Todos se acomodaron y los sirvientes empezaron a servir pasta de queso sobre pan dulce y garbanzos con especias, huevos y sal. Tras ello y como plato principal degustaron tortitas de trigo rellenas con verduras fritas en aceite de Gades con cordero asado y salsa de yogur. Todo acompañado de vino de Chios bastante aguado, que estaba siendo servido por el ahora esclavo, aunque antiguo senador, Emilio Paulo. Paulo estaba ya acostumbrado a su vida de esclavo, aunque no aceptó de buen grado las chanzas de Nerón que derramaba el vino y bebía en exceso solo por ver al exsenador rellenar su copa.
Cornelio Galo hizo participes a los invitados de los rumores y anécdotas que circulaban sobre la residencia para artistas de Mecenas y Tauro explicó sus ansias de entrar en combate y seguir a Agripa allí donde fuese necesario, pero Octavio no estaba en ninguna de aquellas charlas. Octavio estaba con Livia.
—¿Estás disfrutando, Livia?
—Una cena excelente, Octavio.
—¿Cómo fue tu estancia en Atenas?, ¿disfrutaste de la cultura de la ciudad?
—La verdad es que no salí demasiado. No todos los nobles me invitaban a sus actos y además debía cuidar al recién nacido Tiberio.
—Cierto, ¿cómo es el pequeño Tiberio? —dijo Octavio mirando de reojo al padre de la criatura.
—Es un niño muy despierto y cariñoso.
—Claudio entonces, supongo —dijo Octavio entre dientes pensando que si era despierto no sería Nerón.
Livia se limitó a sonreír cómplice de la gracia y bajó la mirada al suelo.
—¿No tenías niñera en Atenas?
—No tenía casi de nada en Atenas —dijo ella en un susurro—. La fortuna de mi esposo mermó bastante tras el exilio.
—Lamento que una decisión mía te causase incomodidades, Livia.
—No tiene importancia, tampoco nos conocíamos.
—No, no nos conocíamos, pero aun así te compensaré por ello todos los días de mi vida.
Se hizo el silencio entre ambos, pero esta vez sosteniendo sus miradas. Tan solo una nueva chanza desafortunada de Nerón acompañada de sus propias y solitarias risas desaforadas, les sacó del leve trance.
Octavio estaba empezando a sentir un verdadero odio hacia Nerón, pero volvió a concentrar en Livia.

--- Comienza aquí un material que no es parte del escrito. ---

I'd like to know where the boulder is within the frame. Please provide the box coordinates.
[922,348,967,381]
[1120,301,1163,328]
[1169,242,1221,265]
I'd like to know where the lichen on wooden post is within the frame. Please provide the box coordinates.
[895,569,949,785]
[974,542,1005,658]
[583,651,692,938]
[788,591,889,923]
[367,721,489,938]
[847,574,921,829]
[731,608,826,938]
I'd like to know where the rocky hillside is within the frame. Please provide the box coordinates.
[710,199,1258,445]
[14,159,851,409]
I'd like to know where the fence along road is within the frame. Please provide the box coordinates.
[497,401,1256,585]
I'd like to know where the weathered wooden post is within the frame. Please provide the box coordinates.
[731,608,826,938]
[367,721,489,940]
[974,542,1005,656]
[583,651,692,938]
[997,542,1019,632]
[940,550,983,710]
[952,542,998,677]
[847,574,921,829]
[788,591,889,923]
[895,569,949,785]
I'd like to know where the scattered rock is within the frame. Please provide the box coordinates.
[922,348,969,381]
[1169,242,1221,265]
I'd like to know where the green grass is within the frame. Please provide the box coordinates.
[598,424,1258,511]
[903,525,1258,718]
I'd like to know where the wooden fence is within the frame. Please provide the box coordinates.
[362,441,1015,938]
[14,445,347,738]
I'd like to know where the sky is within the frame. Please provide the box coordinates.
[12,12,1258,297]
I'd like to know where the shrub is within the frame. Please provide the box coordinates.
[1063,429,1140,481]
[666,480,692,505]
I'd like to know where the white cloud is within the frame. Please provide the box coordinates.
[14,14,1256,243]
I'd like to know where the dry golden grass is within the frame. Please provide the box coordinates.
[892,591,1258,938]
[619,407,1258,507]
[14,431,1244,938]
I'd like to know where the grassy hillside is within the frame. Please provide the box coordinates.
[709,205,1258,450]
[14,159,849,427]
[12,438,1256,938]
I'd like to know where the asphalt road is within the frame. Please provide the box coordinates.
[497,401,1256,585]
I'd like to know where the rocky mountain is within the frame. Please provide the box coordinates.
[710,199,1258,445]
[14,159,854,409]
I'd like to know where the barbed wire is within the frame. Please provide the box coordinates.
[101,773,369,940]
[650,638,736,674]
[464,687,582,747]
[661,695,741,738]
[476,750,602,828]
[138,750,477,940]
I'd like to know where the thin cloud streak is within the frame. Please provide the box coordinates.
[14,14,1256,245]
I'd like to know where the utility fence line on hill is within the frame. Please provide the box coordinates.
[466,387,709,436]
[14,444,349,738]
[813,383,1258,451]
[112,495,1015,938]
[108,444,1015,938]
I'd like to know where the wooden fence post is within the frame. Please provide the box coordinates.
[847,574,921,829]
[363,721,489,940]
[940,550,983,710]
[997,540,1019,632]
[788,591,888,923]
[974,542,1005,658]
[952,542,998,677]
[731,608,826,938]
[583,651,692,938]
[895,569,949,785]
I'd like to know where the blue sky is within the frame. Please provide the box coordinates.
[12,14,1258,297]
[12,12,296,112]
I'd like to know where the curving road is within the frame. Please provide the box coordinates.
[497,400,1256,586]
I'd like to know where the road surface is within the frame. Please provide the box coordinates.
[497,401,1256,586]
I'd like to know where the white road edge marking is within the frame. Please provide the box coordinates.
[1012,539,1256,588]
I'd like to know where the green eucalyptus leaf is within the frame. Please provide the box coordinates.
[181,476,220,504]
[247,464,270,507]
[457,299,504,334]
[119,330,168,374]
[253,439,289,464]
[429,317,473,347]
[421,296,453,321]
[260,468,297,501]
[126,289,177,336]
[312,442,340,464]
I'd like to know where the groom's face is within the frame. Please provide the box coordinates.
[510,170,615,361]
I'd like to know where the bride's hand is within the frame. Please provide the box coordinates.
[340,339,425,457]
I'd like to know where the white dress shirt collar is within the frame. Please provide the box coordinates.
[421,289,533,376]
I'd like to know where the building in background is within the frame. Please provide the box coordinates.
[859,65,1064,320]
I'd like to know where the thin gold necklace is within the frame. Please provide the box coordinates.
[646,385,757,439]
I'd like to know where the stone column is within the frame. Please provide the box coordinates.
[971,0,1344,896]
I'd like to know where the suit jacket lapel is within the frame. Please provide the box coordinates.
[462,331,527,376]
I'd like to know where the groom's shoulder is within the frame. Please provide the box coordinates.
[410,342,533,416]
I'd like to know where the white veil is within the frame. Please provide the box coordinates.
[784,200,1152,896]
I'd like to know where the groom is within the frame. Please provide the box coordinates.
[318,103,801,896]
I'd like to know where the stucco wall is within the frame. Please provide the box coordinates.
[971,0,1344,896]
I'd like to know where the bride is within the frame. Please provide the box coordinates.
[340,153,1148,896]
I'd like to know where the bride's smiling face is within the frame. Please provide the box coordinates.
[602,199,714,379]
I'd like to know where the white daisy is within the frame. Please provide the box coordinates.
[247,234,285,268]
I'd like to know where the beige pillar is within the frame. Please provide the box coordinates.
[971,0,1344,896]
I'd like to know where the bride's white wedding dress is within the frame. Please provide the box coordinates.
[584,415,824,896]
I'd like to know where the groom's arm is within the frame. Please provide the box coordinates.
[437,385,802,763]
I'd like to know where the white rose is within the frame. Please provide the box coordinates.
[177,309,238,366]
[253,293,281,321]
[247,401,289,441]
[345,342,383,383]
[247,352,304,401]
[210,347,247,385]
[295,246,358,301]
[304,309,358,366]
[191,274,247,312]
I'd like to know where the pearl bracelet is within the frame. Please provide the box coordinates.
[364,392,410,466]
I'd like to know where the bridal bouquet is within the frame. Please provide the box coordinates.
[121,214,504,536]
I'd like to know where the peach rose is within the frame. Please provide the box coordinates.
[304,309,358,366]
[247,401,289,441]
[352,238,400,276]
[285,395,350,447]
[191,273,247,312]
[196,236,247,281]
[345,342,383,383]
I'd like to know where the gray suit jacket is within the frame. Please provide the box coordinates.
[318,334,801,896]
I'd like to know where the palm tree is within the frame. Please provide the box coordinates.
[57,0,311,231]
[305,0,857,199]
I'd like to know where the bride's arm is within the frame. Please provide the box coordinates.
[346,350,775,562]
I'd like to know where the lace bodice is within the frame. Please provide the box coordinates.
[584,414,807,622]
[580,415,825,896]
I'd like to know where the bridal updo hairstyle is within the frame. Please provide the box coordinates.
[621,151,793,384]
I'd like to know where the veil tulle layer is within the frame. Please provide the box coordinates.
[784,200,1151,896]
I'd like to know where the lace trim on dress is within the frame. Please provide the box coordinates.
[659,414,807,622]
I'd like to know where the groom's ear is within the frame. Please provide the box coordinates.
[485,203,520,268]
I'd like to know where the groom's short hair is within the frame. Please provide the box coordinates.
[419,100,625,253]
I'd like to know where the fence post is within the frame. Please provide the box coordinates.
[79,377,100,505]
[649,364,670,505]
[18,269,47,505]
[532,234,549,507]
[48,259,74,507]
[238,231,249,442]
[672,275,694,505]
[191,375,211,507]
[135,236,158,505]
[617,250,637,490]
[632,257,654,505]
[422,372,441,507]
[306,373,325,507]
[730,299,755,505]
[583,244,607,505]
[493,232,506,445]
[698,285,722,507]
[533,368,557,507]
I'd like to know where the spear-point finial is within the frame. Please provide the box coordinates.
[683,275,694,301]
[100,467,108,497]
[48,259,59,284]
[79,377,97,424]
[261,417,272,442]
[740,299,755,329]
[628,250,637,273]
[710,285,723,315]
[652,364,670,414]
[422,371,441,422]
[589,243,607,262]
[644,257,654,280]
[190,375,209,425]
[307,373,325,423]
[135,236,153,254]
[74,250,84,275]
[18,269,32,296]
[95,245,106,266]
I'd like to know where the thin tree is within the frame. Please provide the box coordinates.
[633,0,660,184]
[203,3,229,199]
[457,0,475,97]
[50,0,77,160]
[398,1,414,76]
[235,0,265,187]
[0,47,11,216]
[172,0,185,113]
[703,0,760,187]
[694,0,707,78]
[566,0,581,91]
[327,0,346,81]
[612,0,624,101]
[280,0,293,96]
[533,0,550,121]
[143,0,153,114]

—Aquí, en el palacio de Hortensio, tenemos una gran guardería. Viven los hijos de Fulvia y Marco Antonio y los de Octavia y Marcelo.
—¿Los acogiste a todos?
—¿Qué remedio me quedaba? —dijo Octavio como respuesta—. ¿Quieres ver dónde les alojo?
—No sé si debo…
—Sí, sí debemos —dijo al tiempo que se levantaba y cogía la mano de Livia para ayudarla a levantarse.
El resto de invitados bajó el tono de sus conversaciones un instante, pero no prestó mayor atención a la repentina ausencia que podría achacarse a una visita a las letrinas.
Octavio no soltó la mano de Livia, a la que llevó a la planta superior del palacio de Hortensio. Una vez allí la condujo a una terraza porticada que daba al foro de Roma. La noche era fresca y Livia se abrazó a sí misma para entrar en calor mientras se acercaba a la balaustrada de mármol blanco que hacía de barandilla.
—¿Tienes frío?
—Un poco. ¿Aquí duermen los niños? —dijo ella sabiendo la respuesta.
—No —dijo un sonriente Octavio—. Solo es algo que quería enseñarte.